KATONAH, N.Y. -- To celebrate the 100th anniversary of when women were granted the right to vote across the country, the Katonah Village Library announced that it will host a photo gallery.

The Katonah Village Library will celebrate the centennial of women getting the right to vote with a photo gallery.

The Katonah Village Library will celebrate the centennial of women getting the right to vote with a photo gallery.

Photo Credit: Katonah Village Library

The gallery, which will run in March, is called "Votes for Women: Celebrating New York’s Suffrage Centennial." It is scheduled to kick off with a reception on Friday, March 3 at 6:30 p.m. That evening, the library says there will be a screening of the 2004 historical drama "Iron Jawed Angels," which starred Anjelica Huston, Hilary Swank and Margo Martindale. The library adds that it will also host a screening of the 2015 movie "Suffragette," which starred Casey Mulligan, on Friday, March 24 at 7 p.m.

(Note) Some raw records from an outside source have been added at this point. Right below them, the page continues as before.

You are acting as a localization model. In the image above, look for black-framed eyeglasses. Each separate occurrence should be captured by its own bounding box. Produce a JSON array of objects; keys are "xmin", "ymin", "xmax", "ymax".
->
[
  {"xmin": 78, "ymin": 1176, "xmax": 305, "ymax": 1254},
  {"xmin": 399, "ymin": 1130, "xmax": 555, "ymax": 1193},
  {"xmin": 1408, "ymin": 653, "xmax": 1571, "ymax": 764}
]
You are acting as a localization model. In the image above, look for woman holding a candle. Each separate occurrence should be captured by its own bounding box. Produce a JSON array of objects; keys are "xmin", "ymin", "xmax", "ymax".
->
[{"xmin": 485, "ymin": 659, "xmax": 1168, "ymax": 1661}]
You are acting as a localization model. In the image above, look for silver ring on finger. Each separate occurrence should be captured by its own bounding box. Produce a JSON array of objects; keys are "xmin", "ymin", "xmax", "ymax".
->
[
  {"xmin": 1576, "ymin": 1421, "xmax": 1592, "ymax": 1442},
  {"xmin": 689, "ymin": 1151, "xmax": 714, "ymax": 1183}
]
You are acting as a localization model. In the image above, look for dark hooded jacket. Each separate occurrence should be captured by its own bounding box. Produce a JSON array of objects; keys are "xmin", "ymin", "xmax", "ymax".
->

The exhibit will be held in the Garden Room, which is on the library's lower level floor. The library is located at 26 Bedford Road.

Both the reception and the movie screenings are free, the library added.

The League of Women Voters of North East Westchester is also credited with helping bring the exhibit to fruition.

"Votes for Women celebrates the centennial of women’s suffrage in New York State," the library notes The Empire State was three years ahead of federal suffrage for women in 1920. The exhibit spans from the 1848 Seneca Falls Convention through 1917, when New York State granted women the right to vote. The exhibition also highlights the role of New York State leaders in women’s rights and the feminist movement through the twenty-first century."

The library notes that the League of Women Voters' New York State chapter was founded in 1919 out of the suffrage movement, while the national League was founded in 1920.

The library added that after its exhibit winds down, it will be brought to John Jay High School in Cross River, where it will stay for two weeks in April. The exhibit will also be brought to other schools, the library added.